Just Ask for Calibration: Strategies for Eliciting Calibrated Confidence Scores from Language Models Fine-Tuned with Human Feedback
This addresses the issue of unreliable confidence estimates in widely-used RLHF-LMs, which is crucial for real-world applications requiring trustworthy predictions, though it is incremental as it builds on existing calibration concerns.
The paper tackles the problem of poorly calibrated confidence scores in language models fine-tuned with human feedback (RLHF-LMs) by evaluating methods to extract better-calibrated scores, finding that verbalized confidences reduce expected calibration error by up to 50% on benchmarks like TriviaQA, SciQ, and TruthfulQA.

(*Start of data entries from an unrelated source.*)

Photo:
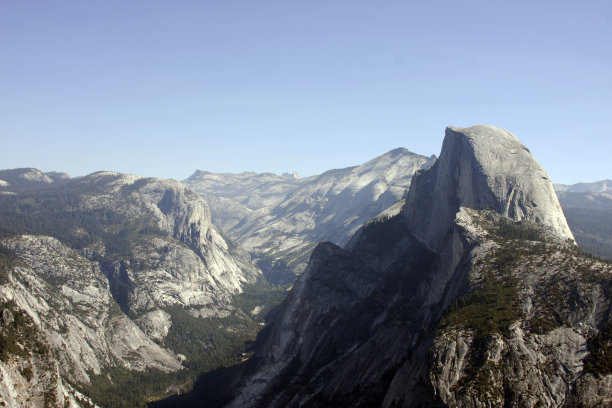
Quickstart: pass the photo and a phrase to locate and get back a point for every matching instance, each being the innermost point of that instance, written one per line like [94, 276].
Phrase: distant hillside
[588, 209]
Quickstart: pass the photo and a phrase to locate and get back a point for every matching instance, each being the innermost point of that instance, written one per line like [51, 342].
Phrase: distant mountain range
[280, 219]
[473, 295]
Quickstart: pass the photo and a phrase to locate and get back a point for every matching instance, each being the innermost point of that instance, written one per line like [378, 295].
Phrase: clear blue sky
[161, 88]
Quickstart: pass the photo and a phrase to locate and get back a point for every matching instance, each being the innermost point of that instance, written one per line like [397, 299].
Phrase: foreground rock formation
[103, 267]
[475, 295]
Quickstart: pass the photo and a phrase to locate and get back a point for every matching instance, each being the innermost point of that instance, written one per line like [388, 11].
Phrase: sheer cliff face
[482, 167]
[452, 302]
[100, 265]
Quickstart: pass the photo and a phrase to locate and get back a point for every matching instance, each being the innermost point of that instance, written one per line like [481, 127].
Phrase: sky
[162, 88]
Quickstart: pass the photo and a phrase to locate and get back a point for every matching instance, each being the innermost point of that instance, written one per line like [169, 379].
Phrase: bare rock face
[70, 302]
[475, 295]
[280, 219]
[482, 167]
[104, 265]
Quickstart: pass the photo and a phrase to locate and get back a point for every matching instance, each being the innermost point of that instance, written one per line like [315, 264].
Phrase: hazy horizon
[162, 89]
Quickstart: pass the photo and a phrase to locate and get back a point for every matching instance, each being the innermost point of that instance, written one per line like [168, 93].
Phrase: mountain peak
[482, 167]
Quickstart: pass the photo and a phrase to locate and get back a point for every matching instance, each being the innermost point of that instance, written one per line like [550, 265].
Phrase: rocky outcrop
[69, 300]
[475, 295]
[482, 167]
[104, 265]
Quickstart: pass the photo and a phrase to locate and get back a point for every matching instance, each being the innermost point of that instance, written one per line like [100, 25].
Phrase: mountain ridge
[360, 323]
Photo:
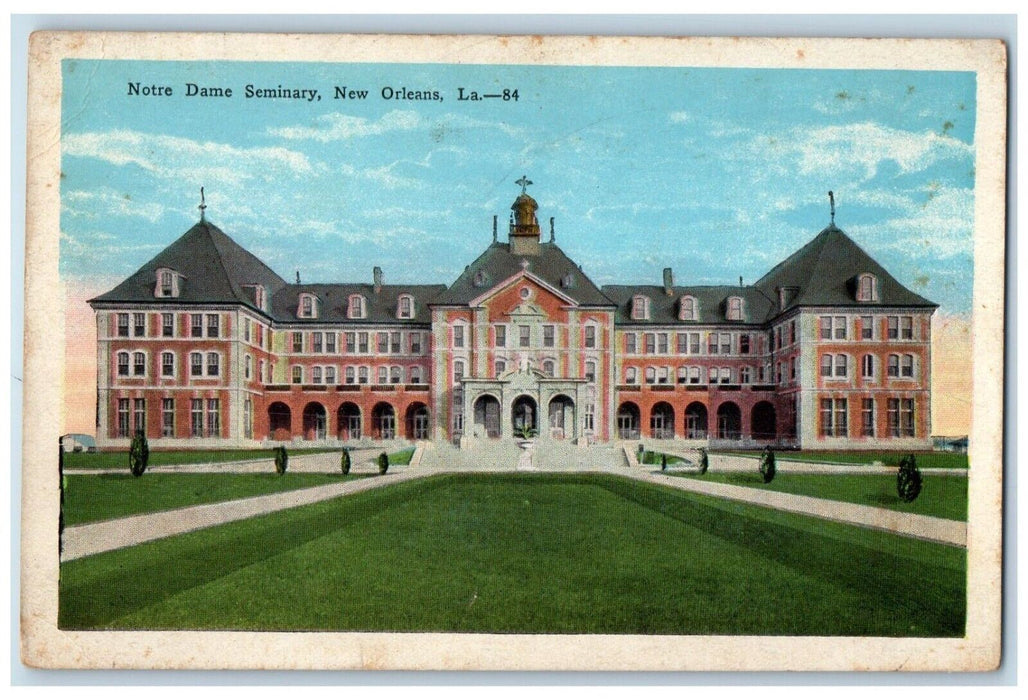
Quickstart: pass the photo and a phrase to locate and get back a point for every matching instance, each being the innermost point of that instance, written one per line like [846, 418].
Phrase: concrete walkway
[908, 524]
[90, 539]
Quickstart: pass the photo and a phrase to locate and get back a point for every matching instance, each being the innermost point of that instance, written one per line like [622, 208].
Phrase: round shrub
[139, 453]
[767, 465]
[909, 479]
[281, 459]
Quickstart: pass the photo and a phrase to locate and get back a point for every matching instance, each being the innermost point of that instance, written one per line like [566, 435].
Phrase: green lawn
[89, 498]
[944, 496]
[924, 459]
[178, 456]
[526, 553]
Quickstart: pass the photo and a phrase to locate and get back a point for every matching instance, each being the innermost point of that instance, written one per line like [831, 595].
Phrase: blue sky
[716, 173]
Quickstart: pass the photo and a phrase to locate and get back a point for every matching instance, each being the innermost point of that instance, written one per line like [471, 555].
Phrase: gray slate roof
[498, 264]
[824, 271]
[711, 300]
[215, 268]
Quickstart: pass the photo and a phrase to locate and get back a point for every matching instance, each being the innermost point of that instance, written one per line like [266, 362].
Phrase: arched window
[867, 288]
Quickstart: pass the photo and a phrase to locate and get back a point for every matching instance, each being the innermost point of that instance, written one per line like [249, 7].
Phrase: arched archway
[280, 419]
[383, 421]
[696, 421]
[524, 414]
[487, 415]
[349, 420]
[628, 421]
[561, 417]
[762, 421]
[417, 421]
[662, 421]
[315, 421]
[729, 421]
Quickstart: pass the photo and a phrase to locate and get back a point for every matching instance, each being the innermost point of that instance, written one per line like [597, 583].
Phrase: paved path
[90, 539]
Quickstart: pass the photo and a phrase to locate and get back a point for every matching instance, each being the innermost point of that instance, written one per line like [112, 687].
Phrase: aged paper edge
[45, 646]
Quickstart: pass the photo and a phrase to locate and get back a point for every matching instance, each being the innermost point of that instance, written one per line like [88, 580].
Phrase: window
[405, 306]
[834, 417]
[868, 417]
[356, 306]
[196, 417]
[122, 417]
[867, 288]
[687, 308]
[640, 307]
[867, 328]
[168, 417]
[213, 417]
[168, 364]
[139, 364]
[735, 308]
[139, 415]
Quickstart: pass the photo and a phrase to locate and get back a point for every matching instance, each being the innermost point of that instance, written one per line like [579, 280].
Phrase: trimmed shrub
[767, 465]
[139, 453]
[281, 459]
[909, 480]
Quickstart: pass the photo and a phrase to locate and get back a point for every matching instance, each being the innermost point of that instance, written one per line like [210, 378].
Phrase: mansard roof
[215, 269]
[822, 273]
[333, 298]
[711, 302]
[498, 263]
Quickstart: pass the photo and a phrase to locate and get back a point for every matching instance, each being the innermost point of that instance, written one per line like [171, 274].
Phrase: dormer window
[688, 308]
[735, 308]
[640, 307]
[307, 307]
[168, 284]
[867, 288]
[405, 306]
[357, 306]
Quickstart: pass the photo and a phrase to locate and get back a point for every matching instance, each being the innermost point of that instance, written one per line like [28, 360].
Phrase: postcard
[513, 353]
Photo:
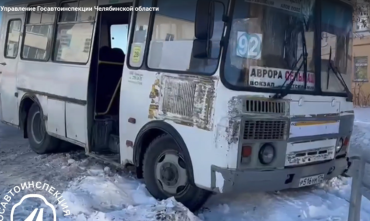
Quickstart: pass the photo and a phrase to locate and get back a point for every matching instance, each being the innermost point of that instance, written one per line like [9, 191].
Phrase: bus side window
[37, 40]
[173, 43]
[12, 39]
[118, 37]
[74, 33]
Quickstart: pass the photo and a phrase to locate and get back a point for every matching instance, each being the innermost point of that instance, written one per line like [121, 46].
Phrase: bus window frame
[144, 64]
[55, 33]
[51, 39]
[7, 38]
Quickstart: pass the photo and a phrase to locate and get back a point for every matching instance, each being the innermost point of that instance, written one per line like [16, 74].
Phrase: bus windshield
[265, 44]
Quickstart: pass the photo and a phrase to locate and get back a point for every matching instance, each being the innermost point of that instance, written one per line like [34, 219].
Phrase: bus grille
[265, 130]
[264, 107]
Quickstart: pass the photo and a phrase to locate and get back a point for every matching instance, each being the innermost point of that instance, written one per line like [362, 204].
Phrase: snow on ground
[98, 192]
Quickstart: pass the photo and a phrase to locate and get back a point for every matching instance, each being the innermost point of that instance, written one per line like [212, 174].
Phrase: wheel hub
[169, 174]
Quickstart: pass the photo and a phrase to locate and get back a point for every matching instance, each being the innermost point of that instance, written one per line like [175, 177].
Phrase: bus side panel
[65, 86]
[137, 102]
[8, 69]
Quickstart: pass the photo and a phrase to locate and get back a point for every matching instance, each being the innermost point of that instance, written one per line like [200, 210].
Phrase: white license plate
[311, 180]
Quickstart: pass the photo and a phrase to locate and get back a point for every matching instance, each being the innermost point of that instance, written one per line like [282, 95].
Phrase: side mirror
[202, 48]
[204, 19]
[204, 22]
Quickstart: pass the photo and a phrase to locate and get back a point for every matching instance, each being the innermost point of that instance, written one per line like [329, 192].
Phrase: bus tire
[165, 174]
[40, 141]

A trustworthy real-world prediction system should produce well-calibrated confidence scores; that is, its confidence in an answer should be indicative of the likelihood that the answer is correct, enabling deferral to an expert in cases of low-confidence predictions. Recent studies have shown that unsupervised pre-training produces large language models (LMs) whose conditional probabilities are remarkably well-calibrated. However, the most widely-used LMs are fine-tuned with reinforcement learning from human feedback (RLHF-LMs), and some studies have suggested that RLHF-LMs produce conditional probabilities that are very poorly calibrated. In light of this perceived weakness, we conduct a broad evaluation of methods for extracting confidence scores from RLHF-LMs. For RLHF-LMs such as ChatGPT, GPT-4, and Claude, we find that verbalized confidences emitted as output tokens are typically better-calibrated than the model's conditional probabilities on the TriviaQA, SciQ, and TruthfulQA benchmarks, often reducing the expected calibration error by a relative 50%.